Among the other things mentioned by Tesla in his autobiography we talk about:
- the establishment of a "worldwide system" of music distribution, etc .;
- worldwide reproduction of photographic images and any type of design or document,
even in these cases it seems clear to me that the American government has done its part. I would like to remind you that the Internet was born from a military project (ARPANET).
It seems that Tesla's ideas were taken up and developed by environments close to the military world.

But Tesla, in his book, is even more explicit in affirming his military contribution:
Tesla says he built a power transmission station on Long Island, a tower that was destroyed, which emitted a complex wave with particular characteristics: either to preserve it "it was in the government's interest to preserve it, in particular because it would have made it possible, just to cite a possible result, the location of any enemy submarine in any part of the world. My facility, its services and all its improvements have always been available to the officers, and since the conflict broke out in Europe I have always dedicated myself body and soul to several of my inventions that may be of extreme importance for the country, linked as they are to air navigation, marine propulsion and wireless data transmission. Those who are well informed know how my ideas have revolutionized the industries of the United States and I do not believe that there has ever been an inventor who from this point of view was as fortunate as myself, especially in the use of his inventions in the war industry ."

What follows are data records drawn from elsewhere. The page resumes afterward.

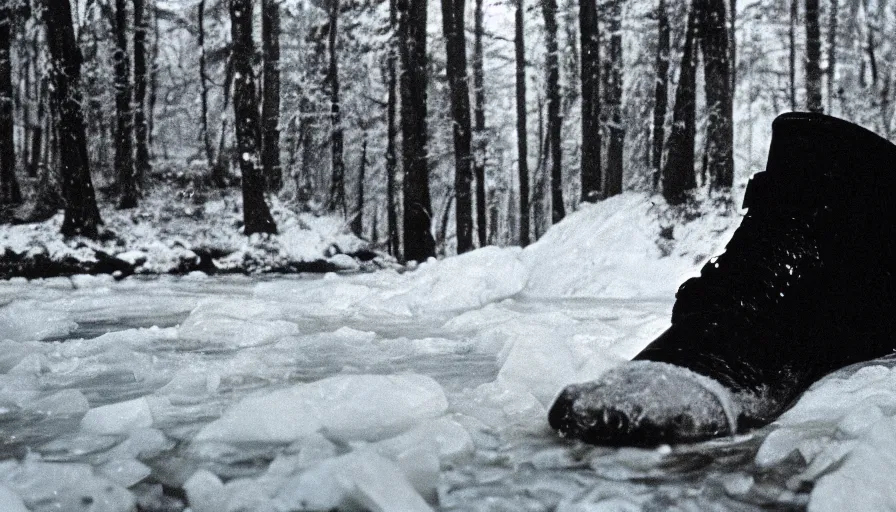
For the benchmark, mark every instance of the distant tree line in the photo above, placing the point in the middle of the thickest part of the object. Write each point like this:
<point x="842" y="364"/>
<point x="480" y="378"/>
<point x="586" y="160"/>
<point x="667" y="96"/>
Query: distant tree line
<point x="421" y="120"/>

Well, we must remember that Tesla wrote in the 1919, at the dawn of the First World War and not in our days!
Tesla believed that one of his inventions, the "magnifying transmitter", could be considered a machine suitable for attack and defense, in particular because it was connected to the remote control, or to the remote control of automata. 
"In the 1898 and in the 1900 it was offered to the Government and would have been adopted if I had behaved in a condescending manner. At that time I was seriously convinced that my car, due to its destructive potential and due to the complete elimination of the personal combat element, would have helped to discourage any kind of war. However, while I did not lose faith in its potential, my point of view changed."

In this passage Tesla, as a great inventor, becomes a great man, thinker, statesman, and faces the ethical problem of the scientist faced with a choice between his creation and the survival of the human race.

Shortly afterwards he will express his ideas about the origin of conflicts and how to control them:
"The war cannot be avoided until the physical cause of its continuous repetition is removed, ultimately represented by the boundless extension of the planet in which we live. Only through the elimination of distances in all their aspects, that is, in the transmission of information, in the transport of passengers, in the power supply and in the free transmission of energy, will the conditions for a better cohabitation be made within a short time, thus ensuring stable relationships friendship. What we want more than anything else are closer relationships and a better understanding between people and communities in every place on Earth, in addition to the elimination of that fanatical devotion that exalts ideals of supremacy and national honor always ready to precipitate the world in primordial barbarism and conflict."

Perhaps a little too idealistic, one might think, but it must be remembered that Tesla was a very peculiar man. 
In any case it is good not to be deceived by his words that could make him look like a dreamer, Tesla was well aware of the real problems and of human nature and he knew well that: "peace can only be established as a natural consequence of universal enlightenment and the fusion of races, and we are still too far from this important goal".